Les temps sont durs pour le yakuza du Japon

Les gangs ont traditionnellement gagné leur vie grâce aux rackets d’extorsion, au jeu illégal, au commerce du sexe et à la drogue.

yakuza

La crise économique chez yakuza devient si grave que certains membres de gangs soient réduits à braconner des concombres de mer et à piller des fermes de fruits pour les vendre à des magasins ou à des commerçants qui ne posent pas trop de questions.

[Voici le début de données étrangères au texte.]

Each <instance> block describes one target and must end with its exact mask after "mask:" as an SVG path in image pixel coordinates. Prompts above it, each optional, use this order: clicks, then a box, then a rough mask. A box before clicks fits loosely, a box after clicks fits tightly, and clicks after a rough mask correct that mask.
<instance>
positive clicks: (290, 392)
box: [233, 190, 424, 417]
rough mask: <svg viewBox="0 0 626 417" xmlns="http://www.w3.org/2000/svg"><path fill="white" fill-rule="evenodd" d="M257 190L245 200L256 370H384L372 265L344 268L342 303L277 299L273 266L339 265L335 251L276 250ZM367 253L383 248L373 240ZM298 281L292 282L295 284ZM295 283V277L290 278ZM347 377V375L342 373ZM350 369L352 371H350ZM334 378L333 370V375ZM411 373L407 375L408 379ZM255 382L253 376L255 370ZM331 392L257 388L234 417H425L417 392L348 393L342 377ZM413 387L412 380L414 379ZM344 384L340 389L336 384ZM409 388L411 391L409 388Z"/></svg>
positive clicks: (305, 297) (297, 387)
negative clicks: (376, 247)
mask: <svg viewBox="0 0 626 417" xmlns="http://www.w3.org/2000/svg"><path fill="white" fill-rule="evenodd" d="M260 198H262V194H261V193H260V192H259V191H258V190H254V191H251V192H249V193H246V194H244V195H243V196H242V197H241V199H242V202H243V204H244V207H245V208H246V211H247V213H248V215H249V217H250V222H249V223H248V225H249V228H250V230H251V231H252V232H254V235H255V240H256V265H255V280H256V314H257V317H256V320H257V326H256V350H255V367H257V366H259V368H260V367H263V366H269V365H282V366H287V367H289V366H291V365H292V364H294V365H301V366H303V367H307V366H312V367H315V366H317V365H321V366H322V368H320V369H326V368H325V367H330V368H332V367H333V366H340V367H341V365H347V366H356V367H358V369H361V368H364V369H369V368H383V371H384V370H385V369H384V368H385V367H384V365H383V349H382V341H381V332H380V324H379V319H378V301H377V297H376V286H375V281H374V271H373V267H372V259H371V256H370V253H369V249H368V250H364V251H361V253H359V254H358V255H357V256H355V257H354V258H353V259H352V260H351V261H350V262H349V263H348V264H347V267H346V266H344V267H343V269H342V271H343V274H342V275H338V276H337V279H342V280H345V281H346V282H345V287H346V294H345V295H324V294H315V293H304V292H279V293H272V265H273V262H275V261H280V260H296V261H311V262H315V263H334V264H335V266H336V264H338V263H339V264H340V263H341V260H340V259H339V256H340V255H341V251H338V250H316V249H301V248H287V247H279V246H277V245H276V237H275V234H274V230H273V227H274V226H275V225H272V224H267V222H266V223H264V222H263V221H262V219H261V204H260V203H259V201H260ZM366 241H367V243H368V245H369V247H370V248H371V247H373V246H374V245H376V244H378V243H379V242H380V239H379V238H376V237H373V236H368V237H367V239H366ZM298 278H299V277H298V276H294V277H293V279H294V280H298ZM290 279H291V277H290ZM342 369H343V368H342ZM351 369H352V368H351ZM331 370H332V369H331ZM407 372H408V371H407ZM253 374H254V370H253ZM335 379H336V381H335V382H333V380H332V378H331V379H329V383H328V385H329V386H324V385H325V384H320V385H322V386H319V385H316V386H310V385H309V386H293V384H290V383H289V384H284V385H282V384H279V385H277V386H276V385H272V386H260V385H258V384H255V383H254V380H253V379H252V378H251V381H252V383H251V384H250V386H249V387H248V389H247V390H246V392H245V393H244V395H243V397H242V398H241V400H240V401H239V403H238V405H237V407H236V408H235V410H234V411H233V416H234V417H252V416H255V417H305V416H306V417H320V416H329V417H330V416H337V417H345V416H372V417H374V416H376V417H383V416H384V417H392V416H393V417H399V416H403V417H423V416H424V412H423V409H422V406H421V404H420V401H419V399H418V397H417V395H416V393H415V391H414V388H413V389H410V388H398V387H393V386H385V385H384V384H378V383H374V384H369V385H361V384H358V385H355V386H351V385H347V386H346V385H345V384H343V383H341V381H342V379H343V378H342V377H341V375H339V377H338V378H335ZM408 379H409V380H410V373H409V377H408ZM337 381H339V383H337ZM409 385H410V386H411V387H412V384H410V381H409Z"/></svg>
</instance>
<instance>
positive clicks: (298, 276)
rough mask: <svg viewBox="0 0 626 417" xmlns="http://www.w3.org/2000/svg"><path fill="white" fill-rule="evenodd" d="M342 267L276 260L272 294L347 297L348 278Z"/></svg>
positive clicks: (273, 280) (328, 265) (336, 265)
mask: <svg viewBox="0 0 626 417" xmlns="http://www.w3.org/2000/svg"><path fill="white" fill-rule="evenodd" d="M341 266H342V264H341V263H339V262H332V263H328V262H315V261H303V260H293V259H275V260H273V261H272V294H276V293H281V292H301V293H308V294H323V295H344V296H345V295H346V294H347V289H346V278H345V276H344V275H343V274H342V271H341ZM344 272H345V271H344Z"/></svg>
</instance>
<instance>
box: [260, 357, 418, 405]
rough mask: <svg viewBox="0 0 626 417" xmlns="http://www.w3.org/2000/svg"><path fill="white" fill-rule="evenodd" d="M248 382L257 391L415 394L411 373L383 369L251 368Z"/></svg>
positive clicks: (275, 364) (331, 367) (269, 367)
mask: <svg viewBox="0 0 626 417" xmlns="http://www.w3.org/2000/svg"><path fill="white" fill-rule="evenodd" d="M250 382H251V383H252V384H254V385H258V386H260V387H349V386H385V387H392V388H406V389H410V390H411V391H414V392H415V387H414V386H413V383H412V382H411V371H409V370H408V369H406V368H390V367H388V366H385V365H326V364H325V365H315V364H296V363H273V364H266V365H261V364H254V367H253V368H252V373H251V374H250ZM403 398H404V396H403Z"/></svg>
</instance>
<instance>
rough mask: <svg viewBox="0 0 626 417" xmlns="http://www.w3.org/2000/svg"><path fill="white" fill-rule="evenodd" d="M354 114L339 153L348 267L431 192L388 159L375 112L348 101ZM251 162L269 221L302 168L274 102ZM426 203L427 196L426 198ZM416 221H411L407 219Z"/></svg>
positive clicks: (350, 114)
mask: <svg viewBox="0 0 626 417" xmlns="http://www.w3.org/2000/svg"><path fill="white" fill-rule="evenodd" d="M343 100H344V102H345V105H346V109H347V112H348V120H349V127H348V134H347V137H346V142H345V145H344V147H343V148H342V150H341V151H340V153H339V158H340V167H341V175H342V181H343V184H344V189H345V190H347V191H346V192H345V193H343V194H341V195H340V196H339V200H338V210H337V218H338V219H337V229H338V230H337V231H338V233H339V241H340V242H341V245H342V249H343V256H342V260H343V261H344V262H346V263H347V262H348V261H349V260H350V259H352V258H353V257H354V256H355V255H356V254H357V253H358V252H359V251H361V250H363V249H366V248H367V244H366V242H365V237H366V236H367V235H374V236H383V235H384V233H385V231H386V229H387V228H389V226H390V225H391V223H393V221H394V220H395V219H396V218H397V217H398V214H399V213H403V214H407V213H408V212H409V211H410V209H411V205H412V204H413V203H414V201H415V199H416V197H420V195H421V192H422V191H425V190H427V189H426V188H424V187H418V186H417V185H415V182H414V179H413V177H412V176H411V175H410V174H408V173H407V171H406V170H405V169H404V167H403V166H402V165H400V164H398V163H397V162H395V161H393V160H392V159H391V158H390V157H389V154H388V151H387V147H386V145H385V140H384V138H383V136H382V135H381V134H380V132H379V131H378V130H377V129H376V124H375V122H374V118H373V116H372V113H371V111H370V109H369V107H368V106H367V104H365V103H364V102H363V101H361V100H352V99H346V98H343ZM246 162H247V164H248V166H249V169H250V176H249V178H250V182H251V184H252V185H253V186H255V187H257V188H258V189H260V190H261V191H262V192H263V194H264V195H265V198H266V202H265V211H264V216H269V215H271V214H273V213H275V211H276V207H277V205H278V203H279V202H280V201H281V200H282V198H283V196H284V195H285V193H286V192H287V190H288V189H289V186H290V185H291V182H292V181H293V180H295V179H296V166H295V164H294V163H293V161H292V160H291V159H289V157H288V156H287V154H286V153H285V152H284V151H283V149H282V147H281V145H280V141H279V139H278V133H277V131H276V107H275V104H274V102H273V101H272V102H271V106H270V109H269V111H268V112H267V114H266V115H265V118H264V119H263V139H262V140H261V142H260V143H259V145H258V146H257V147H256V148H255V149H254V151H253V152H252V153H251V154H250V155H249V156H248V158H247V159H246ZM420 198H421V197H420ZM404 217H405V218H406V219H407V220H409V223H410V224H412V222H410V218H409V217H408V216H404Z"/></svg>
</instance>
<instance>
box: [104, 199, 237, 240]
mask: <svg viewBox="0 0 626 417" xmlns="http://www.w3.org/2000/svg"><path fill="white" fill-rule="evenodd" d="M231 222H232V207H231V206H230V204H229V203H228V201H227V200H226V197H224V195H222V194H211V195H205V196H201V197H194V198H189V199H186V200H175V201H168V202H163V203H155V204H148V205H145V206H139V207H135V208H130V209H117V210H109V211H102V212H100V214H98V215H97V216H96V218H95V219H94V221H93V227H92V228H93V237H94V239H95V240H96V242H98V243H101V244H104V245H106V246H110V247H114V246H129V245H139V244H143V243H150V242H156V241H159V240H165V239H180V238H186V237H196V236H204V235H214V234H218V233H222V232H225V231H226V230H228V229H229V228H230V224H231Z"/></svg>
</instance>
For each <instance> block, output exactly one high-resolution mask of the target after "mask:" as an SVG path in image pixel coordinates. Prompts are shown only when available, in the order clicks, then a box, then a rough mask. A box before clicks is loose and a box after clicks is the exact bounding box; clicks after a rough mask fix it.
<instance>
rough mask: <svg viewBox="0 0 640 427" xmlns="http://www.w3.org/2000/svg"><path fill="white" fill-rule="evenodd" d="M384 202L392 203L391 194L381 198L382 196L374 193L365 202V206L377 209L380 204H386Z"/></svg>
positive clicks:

Plus connus pour leurs tatouages ​​et leur volonté de se battre avec leurs rivaux pour un gazon urbain lucratif, les yakuza ont traditionnellement gagné leur argent avec les rackets d’extorsion, le jeu illégal, le commerce du sexe et la drogue.

Les choses ont été plus difficiles pour les personnes ayant des compétences professionnelles limitées et un casier judiciaire, ce qui explique peut-être leur vol, leur braconnage ou leur vol à l’étalage – des crimes impensables il n’y a pas si longtemps.

Selon la National Police Agency, l’effectif des différents groupes de la pègre japonaise est tombé à un niveau record de 34 500 en 2017, soit la 13ème année consécutive de baisse et le plus bas total depuis la compilation des statistiques en 1958.

Au Japon, le nombre d’adhérents a diminué d’environ 4 600 par rapport à l’année précédente, et 16 800 personnes ont été identifiées comme «membres principaux» des groupes de yakuza.

yakuzamens

Le chiffre pour les membres principaux est tombé en dessous de 20 000 pour la première fois en 2016, a indiqué la police.

En avril de l’année dernière, le chef d’un gang affilié au tristement célèbre Kobe Yamaguchi-gumi avait été arrêté pour avoir tenté d’acheter 64 articles dans un supermarché de Nagoya.

Masato Gunji et deux de ses subalternes ont été arrêtés après avoir rempli des paniers de marchandises et simplement partir sans avoir payé.

En mai, un chef de gang retraité du centre du Japon a fait sensation lorsqu’il a été interviewé pour un documentaire par la chaîne de télévision nationale NHK dans lequel il affirmait que les gangs opérant dans les régions rurales du pays les économies diminuent.

La solution a consisté à identifier les fermes avant que leurs cultures ne soient prêtes à être récoltées et, sous le couvert de la nuit, à piller les champs.Les melons sont les cibles de prédilection, bien que les retours ne soient pas énormes et que le travail soit difficile et fatigant, admet l’ex-gangster.

Dans d’autres régions du pays, les agriculteurs ont commencé à faire preuve de sagesse face au comportement des gangsters et à faire équipe pour protéger les cultures de melons, raisins, mangues et autres fruits et légumes susceptibles d’attirer l’attention des éclaireurs yakuza.

“Il y a un grand écart entre les gangsters de haut rang dans les villes et les yakuza de rue de bas niveau qui cherchent à joindre les deux bouts et à payer la fidélité dans la chaîne alimentaire”, a déclaré Jeff Kingston, directeur de Études asiatiques sur le campus de Tokyo de l’Université Temple.